Guil put the remaining pamphlets in front of Olympe. ‘Before the Revolutionary government gained control, the aristocracy and the king had too much power, and everyone else had too little. The poorest people paid the most taxes and were starving. So the people abolished the Ancien Régime and a new government announced the Declaration of the Rights of Man – a document that said we were all equal.’
‘Except that it’s never as simple as that,’ cut in Al. ‘You can’t just write “we’re all equal” on a bit of paper and expect everything to be okay. People are selfish and short-sighted and don’t know how to change.’ He wiped the last of his pottage with a crust of bread. ‘I think it really went downhill when they chopped the king and queen’s heads off. The Revolutionaries didn’t know what to do with themselves once they’d killed the bogeyman. So they started turning on each other. Then that despot Robespierre got involved and we’ve been heading for disaster ever since.’
Camille reached for her wine glass and cradled it between her hands. ‘He said the executions were to stop civil war. To protect the Revolution.’
Ada laid her hand on Camille’s knee. ‘You don’t have to talk about them…’
Camille shook her head. ‘No, it’s okay. I won’t hide what happened.’
She drained her glass then turned to Olympe, her eyes flashing. ‘I believed in the Revolution. So did my parents.
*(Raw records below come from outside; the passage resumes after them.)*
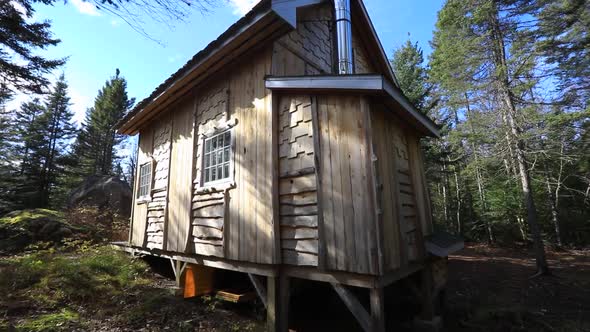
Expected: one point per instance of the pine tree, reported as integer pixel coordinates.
(57, 132)
(7, 169)
(481, 50)
(29, 126)
(21, 37)
(411, 74)
(98, 140)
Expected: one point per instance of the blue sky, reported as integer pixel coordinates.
(97, 42)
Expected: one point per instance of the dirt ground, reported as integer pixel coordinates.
(490, 289)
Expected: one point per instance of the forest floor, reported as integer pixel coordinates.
(490, 289)
(83, 285)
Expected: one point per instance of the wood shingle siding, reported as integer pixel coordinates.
(181, 176)
(348, 217)
(297, 184)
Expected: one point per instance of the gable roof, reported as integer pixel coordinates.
(267, 21)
But then the people they called their friends turned on them and they ended up being executed as traitors. I nearly went with them, but I was acquitted at my trial. The judges called me a naive girl being led by her misguided parents.’ Camille leaned in, the flickering candlelight casting shadows across her face. ‘Do you know what Robespierre calls it – this indiscriminate killing of anyone who might be a threat?La Terreur.The Terror. Violence as a virtue, delivering speedy, severe and inflexible justice. To protect us.’
Olympe’s frown grew deeper and deeper as they spoke. When Camille had finished, she stayed silent for a moment, as if turning things over in her mind. The waiter appeared again, setting a fresh pot of coffee and a dish of biscuits on the table and clearing away the empty plates.
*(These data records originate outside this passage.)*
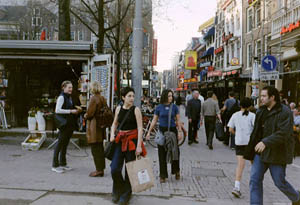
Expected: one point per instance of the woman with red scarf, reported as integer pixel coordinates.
(129, 143)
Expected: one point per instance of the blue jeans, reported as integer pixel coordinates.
(121, 186)
(258, 170)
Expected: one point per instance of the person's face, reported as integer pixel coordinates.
(265, 99)
(170, 97)
(129, 98)
(68, 89)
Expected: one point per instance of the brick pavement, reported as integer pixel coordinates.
(31, 171)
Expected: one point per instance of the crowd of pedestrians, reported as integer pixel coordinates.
(266, 137)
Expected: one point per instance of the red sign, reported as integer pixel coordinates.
(154, 53)
(226, 38)
(219, 50)
(292, 26)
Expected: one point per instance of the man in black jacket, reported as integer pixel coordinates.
(193, 113)
(271, 146)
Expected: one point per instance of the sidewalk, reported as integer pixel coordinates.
(207, 178)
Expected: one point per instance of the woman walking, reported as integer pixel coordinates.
(161, 114)
(66, 109)
(241, 124)
(129, 144)
(96, 134)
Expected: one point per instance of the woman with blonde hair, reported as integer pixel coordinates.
(65, 109)
(95, 133)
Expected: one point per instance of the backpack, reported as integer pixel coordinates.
(235, 108)
(105, 117)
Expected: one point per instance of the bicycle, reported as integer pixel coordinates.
(147, 119)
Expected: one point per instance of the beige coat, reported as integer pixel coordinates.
(94, 133)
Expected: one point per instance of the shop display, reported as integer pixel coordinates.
(34, 141)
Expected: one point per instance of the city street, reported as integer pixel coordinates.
(207, 177)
‘You said these people who supported the murdered king, these Royalists, they hired you to kidnap me?’
‘Rescue you,’ said Camille. ‘But I suppose kidnap is more accurate.’
‘And … that is your job? Forgive me for finding it hard to trust you. I am very grateful to be out of that awful place, but I would be a fool to trust you so easily.’
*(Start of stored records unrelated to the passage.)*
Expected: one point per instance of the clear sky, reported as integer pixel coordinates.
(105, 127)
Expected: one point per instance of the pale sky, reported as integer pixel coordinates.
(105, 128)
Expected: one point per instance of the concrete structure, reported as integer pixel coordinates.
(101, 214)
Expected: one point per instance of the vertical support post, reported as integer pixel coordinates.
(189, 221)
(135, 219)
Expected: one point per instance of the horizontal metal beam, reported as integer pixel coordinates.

‘We’re hired to do risky or difficult work that it would be … tricky to employ someone to do openly,’ explained Ada.
‘I’m not sure I understand.’
‘She’s being far too demure,’ said Al. ‘We’re noble heroes, rescuing poor innocent people like you from the guillotine.’
‘We’re not heroes,’ corrected Ada. ‘We’re trying to do the right thing. The Terror – these executions are unjust. If we can help set the scales in the other direction, we will.’
Olympe tensed. ‘You side with the Royalists?’
Ada shook her head. ‘No. We side with the people who never asked for this violence. The innocent people caught in the middle.’
‘I created the battalion to rescue people like my parents,’ explained Camille. ‘Innocent people sentenced to death by an inhuman system. I asked Ada and Guil and Al to help me because I’d known them before – Ada and Guil from the political clubs, and my father had been Al’s family’s lawyer. I knew they were people I could trust, and people who would understand why we needed to do whatever we could to help make things right.’
‘As long as they can pay,’ added Al, taking another sip of his drink. ‘I want it on record that I’m only in it for the money. And spite. Not so easy for all my family’s aristocrat friends to pretend I don’t exist when they have to beg me for help.’ He smiled, cold and cat-like.